What Damage Does Orange Aphid Infestations Cause?
Like other aphid species, the orange aphid tends to hang out on the undersides of leaves, plant stems, and flowers, where they’re harder to spot.
Once there, they pierce the leaf surface with their proboscis and begin drinking its sap.
Not only will this damage or even kill the leaves and hinder photosynthesis, but their frass (poop) is its hazard.
Known as honeydew, the frass can lead to sooty mold and attract ants. The ants protect the aphid colony from predators in exchange for the honeydew.
Even worse, the aphids are vectors for a wide range of:
- Mosaic virii
- Citrus tristeza virus
- Papaya ringspot virus
- Tobacco etch virus
While orange aphids usually won’t kill a plant on their own, the way they weaken plants and can transmit multiple diseases can destroy your garden or houseplant collection if not stopped.
Fun Fact: Oleander aphids were responsible for one of the biggest plant rages in history.
Beginning in the 1630s, people noticed their tulips were developing red striations that became incredibly popular.
It wasn’t until nearly 290 years later (and after a house was sold to obtain a single bulb from these seemingly mutated plants) that it was discovered the mutation was caused by tulip breaking virus, a disease spread by the oleander aphid!
How To Control Orange Aphids?
Be careful when using chemical pesticides against aphids.
Not only do aphids have increasingly effective resistance to pesticides, but you may end up killing beneficial insects that are helping to control the aphid population.
Instead, it’s best to stick with natural remedies for pest control.
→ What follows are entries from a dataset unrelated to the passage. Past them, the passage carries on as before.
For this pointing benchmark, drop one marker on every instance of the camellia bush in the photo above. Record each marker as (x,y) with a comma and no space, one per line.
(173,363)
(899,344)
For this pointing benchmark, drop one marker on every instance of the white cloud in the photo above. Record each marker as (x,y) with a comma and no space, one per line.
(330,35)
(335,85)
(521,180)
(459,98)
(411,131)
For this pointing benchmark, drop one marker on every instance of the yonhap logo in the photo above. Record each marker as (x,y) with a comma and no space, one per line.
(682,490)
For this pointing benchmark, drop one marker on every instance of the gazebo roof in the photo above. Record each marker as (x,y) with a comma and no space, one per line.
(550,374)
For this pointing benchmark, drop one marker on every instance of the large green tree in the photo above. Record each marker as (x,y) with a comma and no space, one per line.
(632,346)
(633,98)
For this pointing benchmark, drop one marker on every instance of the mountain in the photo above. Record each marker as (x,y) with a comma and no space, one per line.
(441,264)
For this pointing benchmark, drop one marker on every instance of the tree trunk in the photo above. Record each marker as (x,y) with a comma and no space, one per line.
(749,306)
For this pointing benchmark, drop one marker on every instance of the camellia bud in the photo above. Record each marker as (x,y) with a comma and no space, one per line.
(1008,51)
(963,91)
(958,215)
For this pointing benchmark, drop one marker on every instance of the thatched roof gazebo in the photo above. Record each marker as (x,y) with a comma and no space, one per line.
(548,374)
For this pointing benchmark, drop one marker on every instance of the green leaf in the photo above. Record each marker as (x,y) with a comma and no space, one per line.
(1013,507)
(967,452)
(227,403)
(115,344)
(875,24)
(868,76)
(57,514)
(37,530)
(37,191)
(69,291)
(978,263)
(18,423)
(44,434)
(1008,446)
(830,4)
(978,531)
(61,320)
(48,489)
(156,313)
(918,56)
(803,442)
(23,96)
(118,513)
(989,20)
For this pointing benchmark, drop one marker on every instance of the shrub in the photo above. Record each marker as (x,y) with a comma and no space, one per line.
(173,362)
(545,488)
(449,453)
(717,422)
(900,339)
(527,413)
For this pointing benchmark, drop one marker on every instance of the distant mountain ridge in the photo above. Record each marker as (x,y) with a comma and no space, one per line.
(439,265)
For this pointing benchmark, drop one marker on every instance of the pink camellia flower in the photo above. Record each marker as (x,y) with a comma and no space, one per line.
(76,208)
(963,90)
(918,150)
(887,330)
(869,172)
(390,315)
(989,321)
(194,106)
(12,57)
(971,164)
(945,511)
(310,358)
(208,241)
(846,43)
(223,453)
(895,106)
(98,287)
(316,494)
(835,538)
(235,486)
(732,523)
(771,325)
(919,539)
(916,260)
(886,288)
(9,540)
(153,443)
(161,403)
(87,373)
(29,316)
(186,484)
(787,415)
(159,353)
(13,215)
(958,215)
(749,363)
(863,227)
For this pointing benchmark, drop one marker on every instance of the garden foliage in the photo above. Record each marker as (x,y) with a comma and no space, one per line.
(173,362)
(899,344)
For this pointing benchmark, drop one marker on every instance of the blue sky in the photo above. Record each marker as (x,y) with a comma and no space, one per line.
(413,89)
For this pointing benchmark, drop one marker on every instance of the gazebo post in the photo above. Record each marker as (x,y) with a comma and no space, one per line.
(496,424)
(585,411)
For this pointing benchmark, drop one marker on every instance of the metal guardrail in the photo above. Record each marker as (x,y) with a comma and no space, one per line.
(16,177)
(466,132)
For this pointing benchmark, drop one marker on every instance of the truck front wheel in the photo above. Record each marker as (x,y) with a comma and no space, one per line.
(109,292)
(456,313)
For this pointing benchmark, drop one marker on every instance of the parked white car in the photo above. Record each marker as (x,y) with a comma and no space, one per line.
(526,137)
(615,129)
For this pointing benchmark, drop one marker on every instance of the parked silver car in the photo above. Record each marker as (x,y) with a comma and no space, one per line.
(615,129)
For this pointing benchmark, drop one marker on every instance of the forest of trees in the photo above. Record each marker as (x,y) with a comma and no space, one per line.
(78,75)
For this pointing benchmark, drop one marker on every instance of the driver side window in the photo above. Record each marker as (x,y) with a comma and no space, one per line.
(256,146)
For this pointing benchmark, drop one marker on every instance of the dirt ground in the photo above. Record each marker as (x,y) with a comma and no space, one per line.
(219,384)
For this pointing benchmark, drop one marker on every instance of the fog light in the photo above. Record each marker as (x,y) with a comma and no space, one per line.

They can take a little longer but are more effective (and safer) in the long run.
Here’s how to get rid of orange mites on plants:
An essential oil spray is one of many household remedies that will work on the oleander aphid.
Mix 4 to 5 drops of clove, peppermint, rosemary, or thyme into 1 cup of water and mix it into a spray bottle.
You can spray your plants every 2 to 3 days in the morning or evening, and the oils will slowly kill off the infestation.
The oleander aphid isn’t helpless and can defend itself against some natural predators.
Not only will ants protect the species, but they can excrete a toxic substance from their bodies that will fight off many of their enemies, such as some species of spiders.
But ladybugs are immune to this substance and are often the greatest ally as a result.
Other beneficial bugs that prey on aphids include:
- Anthocorid bugs
- Parasitic wasps
- Syrphid fly larvae
Even some smaller bird species will go after aphids and their eggs.
To invite these hunters into your garden, sprinkle some Diatomaceous earth (DE) around the bases of your plants to deter ants.
Next, do a bit of complimentary gardening by planting marigolds and other plants that attract the predators you wish to hire.
Finally, if you don’t have a large population of tiny orange bugs on plants nearby, you can order many hunters online, such as ladybugs and parasitic wasps.
There are two major ways to use neem against aphids.
100% percent cold-pressed neem oil can be used to create a soil soak that will only affect bugs that try to eat the plant, keeping bees and beneficial bugs safe.
Meanwhile, clarified hydrophobic neem oil has had most of the Azadirachtin removed for use in commercial pesticides and works great as a foliar spray.
The soak will decimate a population over time, while the spray kills the small orange bugs instantly but requires direct contact to work.
It can be around 2 weeks before you notice the change in both cases.
However, neem is safe and non-toxic, meaning you can use it as a preventative every 2 weeks and can treat food crops up to 24 hours before harvesting.